Rhetorik ist eine der ältesten geistigen Disziplinen der abendländischen Kulturgeschichte. In der Antike und im Mittelalter war sie ein geschätztes Fach an den Universitäten. Sie war nicht nur eine Art Vorschule für die Studenten und hatte nicht nur die Funktion, die Beredsamkeit zu schulen, sondern sie stellte den Menschen ein wichtiges Werkzeug zur Verfügung, mit dessen Hilfe sich Gemeinschaften stabilisieren und Herrschaft rechtfertigen ließ: Das vernünftige Übereinkommen im gemeinsamen Gespräch über das, was sein soll und was die Menschen in einer Gemeinschaft wollen und was sie nicht wollen.

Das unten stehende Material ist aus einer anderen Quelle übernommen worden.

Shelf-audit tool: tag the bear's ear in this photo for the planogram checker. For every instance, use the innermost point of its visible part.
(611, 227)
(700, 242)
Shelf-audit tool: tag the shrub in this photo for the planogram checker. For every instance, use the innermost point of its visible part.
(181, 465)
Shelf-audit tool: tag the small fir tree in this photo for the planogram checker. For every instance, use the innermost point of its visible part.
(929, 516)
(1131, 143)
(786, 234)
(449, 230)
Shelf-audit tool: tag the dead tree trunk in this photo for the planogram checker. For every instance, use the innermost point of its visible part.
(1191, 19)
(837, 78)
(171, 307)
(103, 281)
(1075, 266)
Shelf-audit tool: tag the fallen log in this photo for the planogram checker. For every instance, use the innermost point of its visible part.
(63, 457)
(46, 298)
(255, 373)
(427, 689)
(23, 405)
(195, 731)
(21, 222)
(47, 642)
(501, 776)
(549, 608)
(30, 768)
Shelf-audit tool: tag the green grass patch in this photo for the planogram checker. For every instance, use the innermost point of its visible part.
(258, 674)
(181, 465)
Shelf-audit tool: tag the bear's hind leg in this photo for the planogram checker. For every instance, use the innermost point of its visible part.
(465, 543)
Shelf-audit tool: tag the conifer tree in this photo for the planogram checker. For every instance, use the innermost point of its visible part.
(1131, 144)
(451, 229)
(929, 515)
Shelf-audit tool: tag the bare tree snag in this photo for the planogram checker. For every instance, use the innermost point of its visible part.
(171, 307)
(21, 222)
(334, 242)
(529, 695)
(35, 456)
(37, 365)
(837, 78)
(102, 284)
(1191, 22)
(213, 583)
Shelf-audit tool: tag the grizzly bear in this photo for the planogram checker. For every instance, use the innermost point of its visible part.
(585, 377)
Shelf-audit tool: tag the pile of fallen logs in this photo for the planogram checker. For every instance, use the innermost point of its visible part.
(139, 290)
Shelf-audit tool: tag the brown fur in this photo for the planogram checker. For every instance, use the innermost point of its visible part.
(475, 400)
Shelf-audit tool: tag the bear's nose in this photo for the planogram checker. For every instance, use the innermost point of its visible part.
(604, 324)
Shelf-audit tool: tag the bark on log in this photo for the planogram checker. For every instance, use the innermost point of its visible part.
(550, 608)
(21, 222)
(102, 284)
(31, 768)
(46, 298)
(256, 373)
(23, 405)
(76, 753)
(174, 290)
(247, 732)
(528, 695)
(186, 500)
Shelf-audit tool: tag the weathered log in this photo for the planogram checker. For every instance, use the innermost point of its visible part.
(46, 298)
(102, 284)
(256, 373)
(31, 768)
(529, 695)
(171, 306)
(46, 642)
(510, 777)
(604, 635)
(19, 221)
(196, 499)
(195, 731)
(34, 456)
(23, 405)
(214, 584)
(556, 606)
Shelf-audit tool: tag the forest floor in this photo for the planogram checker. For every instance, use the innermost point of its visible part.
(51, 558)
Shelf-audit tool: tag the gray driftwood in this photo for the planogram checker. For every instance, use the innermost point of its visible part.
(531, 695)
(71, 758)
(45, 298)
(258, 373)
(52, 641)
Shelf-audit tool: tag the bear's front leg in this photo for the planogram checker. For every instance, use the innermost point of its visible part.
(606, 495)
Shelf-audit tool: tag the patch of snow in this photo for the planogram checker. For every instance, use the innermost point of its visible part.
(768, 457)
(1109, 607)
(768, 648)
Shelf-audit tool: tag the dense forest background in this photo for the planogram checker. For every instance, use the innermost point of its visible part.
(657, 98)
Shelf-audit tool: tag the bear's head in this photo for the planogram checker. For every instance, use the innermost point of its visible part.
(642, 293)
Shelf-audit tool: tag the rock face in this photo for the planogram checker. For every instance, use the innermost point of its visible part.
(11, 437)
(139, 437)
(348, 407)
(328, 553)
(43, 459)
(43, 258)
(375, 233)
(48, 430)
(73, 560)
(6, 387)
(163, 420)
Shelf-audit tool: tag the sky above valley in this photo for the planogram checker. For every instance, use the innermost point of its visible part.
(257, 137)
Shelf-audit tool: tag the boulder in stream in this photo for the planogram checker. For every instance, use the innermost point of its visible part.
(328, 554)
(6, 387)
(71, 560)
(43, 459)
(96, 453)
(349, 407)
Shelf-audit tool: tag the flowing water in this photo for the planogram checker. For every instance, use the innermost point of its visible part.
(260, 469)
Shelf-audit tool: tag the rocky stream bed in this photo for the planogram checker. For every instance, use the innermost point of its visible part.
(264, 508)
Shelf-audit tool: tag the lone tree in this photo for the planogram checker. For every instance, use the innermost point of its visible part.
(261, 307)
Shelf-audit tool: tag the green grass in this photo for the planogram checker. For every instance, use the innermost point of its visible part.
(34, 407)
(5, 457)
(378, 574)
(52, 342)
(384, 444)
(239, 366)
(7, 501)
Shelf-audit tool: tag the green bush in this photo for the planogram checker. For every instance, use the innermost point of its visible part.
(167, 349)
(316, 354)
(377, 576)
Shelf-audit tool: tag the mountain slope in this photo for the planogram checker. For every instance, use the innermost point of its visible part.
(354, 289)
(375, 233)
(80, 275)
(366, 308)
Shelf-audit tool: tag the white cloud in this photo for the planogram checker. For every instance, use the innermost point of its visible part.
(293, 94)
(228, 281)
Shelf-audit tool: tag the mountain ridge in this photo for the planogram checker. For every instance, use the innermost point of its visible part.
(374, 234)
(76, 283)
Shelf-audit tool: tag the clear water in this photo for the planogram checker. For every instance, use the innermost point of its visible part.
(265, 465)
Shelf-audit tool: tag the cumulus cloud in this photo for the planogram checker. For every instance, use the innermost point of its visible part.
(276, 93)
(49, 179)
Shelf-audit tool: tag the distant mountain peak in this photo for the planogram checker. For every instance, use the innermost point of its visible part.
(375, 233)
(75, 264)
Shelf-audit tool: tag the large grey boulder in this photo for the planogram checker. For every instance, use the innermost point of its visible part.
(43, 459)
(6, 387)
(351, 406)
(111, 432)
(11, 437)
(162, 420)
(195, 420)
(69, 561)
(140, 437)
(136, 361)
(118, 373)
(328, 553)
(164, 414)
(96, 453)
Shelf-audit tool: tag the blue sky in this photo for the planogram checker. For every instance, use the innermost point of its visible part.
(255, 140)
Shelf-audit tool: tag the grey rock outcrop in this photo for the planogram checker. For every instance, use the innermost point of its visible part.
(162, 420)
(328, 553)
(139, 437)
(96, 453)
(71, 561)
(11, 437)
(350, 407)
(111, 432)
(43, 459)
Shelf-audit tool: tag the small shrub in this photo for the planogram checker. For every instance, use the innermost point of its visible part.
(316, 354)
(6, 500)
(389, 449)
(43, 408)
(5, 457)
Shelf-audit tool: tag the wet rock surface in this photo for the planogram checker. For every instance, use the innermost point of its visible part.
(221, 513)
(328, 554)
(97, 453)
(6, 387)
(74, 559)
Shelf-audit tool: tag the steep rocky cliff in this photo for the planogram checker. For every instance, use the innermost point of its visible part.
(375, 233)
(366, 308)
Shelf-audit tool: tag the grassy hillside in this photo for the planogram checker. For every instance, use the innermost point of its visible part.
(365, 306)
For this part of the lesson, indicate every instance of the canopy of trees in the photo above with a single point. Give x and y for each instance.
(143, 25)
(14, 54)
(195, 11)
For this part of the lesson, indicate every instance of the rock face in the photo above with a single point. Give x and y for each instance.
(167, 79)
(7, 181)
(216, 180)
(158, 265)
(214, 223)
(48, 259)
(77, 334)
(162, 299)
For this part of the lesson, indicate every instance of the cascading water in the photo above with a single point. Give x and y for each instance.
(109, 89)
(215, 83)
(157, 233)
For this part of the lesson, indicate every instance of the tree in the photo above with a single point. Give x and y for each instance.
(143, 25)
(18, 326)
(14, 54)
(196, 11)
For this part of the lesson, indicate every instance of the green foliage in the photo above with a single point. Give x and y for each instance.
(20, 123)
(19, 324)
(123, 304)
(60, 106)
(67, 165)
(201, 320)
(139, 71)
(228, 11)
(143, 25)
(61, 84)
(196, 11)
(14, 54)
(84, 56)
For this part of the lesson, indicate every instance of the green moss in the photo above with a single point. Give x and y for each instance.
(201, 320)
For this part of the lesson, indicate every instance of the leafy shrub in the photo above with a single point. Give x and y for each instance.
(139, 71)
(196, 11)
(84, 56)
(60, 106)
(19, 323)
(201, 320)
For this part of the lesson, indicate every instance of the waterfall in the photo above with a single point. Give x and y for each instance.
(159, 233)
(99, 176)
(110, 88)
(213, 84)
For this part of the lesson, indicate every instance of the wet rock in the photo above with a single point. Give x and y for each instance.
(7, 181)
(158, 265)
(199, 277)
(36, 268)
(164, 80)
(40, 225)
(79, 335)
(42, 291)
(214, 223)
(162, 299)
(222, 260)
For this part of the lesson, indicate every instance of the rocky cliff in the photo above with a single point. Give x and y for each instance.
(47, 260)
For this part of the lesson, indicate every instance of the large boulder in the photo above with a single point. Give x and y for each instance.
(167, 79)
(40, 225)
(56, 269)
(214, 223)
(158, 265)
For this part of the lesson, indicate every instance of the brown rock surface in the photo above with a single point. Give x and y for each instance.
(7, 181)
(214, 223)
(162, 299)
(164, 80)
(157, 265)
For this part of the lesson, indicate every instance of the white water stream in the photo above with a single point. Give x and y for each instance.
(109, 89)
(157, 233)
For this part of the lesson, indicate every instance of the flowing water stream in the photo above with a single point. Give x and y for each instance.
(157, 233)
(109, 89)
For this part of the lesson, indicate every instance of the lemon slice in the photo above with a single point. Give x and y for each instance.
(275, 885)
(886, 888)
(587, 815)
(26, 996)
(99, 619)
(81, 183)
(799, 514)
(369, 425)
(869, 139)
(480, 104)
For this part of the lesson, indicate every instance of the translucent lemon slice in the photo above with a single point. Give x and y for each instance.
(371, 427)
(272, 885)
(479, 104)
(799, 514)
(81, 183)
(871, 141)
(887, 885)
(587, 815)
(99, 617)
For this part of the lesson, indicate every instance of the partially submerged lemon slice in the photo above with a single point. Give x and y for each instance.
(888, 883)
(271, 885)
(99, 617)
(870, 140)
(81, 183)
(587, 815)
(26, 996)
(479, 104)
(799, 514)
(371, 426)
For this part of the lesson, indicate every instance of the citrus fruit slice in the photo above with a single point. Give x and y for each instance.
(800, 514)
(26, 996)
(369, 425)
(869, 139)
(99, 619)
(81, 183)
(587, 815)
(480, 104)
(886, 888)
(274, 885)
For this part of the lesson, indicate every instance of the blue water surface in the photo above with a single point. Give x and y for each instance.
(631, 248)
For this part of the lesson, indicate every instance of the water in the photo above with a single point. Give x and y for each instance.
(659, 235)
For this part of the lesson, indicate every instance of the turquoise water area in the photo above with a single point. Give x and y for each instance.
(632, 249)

Heute erscheint Rhetorik nicht mehr als Grundlagenfach in den Vorlesungsverzeichnissen der Universitäten und Fachhochschulen, sondern im Weiterbildungsangebot von Wirtschaftsakademien bis Volkshochschulen für Manager, Politiker, Funktionäre und andere Interessierte, die ihren öffentlichen Auftritt optimieren wollen, wie es im Neudeutschen so schön heißt. Rhetorik ist so zum Instrument des Marketings geworden. Mit fatalen Folgen: So mischen sich in den einst ehrwürdigen Begriff mittlerweile dissonante Töne: Die Trennung zum Begriff der Propaganda weicht auf, das Wörtchen „bloß“ schleicht sich bei der Nennung von Rhetorik mehr und mehr ein und rückt ihn gefährlich in den Bereich der Unverbindlichkeit, schlimmer noch in die Nähe des Begriffes der Lüge. Wasser predigen und Wein trinken – so nehmen heute die Mehrzahl der Bürger öffentlich geäußerte Rhetorik wahr.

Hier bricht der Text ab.